Les commentateurs expliquent qu’en réalité chaque tribu formera par elle-même un peuple mais, à l’époque de la promesse, Benjamin n’était pas encore né et il faudrait comprendre que de Benjamin viendrait le peuple, les autres enfants étant déjà nés et en âge adulte quant à l’assemblée de peuples, cela viendrait par la suite et donc des deux fils nés à Joseph de son union avec Osnath (fille issue de l’union du prince de Shekhem et de Dina conçue lors du viol) c’est-à-dire Ephraïm et Menashé. Ephraïm avait, dès l’arrivée de Jacob à Goshen d’aller étudier la Torah avec son grand père alors que Menashé aidait Joseph dans son travail à la cour de Pharaon.

Lors de la bénédiction donnée à ses enfants Jacob eut une espèce de vision et ce qu’il vit l’attrista : car d’Ephraïm et Menashé ne sortiraient pas des descendants vertueux : leurs descendants amenèrent la décadence qui suivit le royaume d’Israël par l’infidélité à la tradition d’Israël et en même temps à la duplicité en effet d’Ephraïm descendit Jéroboam et Achab alors que du côté de Menashé naquit Jéhu et ses fils et compagnons………….

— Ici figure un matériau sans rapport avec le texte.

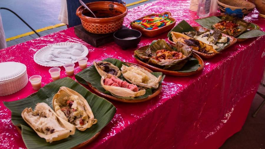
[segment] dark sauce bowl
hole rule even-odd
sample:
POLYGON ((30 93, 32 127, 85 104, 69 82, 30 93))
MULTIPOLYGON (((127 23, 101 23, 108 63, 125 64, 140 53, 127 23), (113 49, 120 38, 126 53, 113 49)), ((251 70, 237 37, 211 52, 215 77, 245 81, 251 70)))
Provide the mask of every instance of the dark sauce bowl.
POLYGON ((140 31, 132 29, 119 30, 113 34, 114 41, 123 50, 129 48, 137 48, 141 40, 142 34, 140 31), (131 39, 124 39, 126 38, 133 38, 131 39))

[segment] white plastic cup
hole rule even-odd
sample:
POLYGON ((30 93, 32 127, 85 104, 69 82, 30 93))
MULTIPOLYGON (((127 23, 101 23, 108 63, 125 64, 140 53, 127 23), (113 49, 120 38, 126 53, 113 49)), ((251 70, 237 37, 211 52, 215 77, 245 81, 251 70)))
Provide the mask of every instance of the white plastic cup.
POLYGON ((32 76, 29 79, 33 89, 39 90, 42 87, 42 76, 39 75, 32 76))
POLYGON ((64 65, 64 67, 65 69, 65 72, 67 76, 72 76, 74 75, 74 64, 69 63, 64 65))
POLYGON ((49 73, 52 77, 52 81, 55 81, 60 79, 61 69, 59 67, 53 67, 49 69, 49 73))
POLYGON ((86 57, 80 57, 77 59, 79 68, 81 69, 85 69, 87 66, 87 60, 88 59, 86 57))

De même, ces deux tribus d’Ephraïm et Menashé ne devaient pas se partager l’honneur de porter la dépouille de leur grand-père car Jacob avait demandé qu’aucun Égyptien ne le porte et les autres petits-fils étaient issus de Cananéennes…………

Les commentateurs nous expliquent un autre prodige sur la mort de Jacob : précédemment, la maladie n’existait pas. Lorsque l’homme devait mourir, il éternuait et il mourait jusqu’à ce que Jacob ait adressé une supplique au Créateur : il Lui demanda de ne pas le faire mourir subitement sans qu’il n’ait le temps de bénir ses enfants.

Au moment d’entrer en “Terre Sainte”, Ephraïm et Menashé ont demandé à Josué un plus grand terrain que celui qui aurait dû être attribué à Joseph à cause de leur grand nombre et Josué leur octroya des terrains en deçà du Jourdain.

Un autre enseignement que nous retirons de cette péricope est ce verset que nous récitons après avoir récité la lecture du Shemâ avant de s’endormir et aussi lors de la tefilathhadérekh (prière du voyage) : “HaMakle’akhhagoëlotimikol râ yevarekhethhanéârimveyikarébahemshemiveshemavotay Avraham veYItshakveyidegoularovbekerev haaretz :
המלאך הגואל אותי מכל רע יברך את-הנערים ויקרא בהם שמי ושם אבותי אברהם ויצחק וידגו לרוב בקרב הארץ.

“Que l’ange qui m’a délivré bénisse les enfants et que mon nom soit nommé en eux et le nom de mes pères Avraham et Isaac et qu’ils se multiplient à l’infini au sein du pays”……
Ce verset, illustre par le mot se multiplier (וידגו de la racine dag = poisson) le fait que la mitsva de croître et se multiplier doit se faire dans la pudeur et dans l’obscurité comme le font les poissons dans la mer sans qu’aucun œil humain ne puisse les surprendre).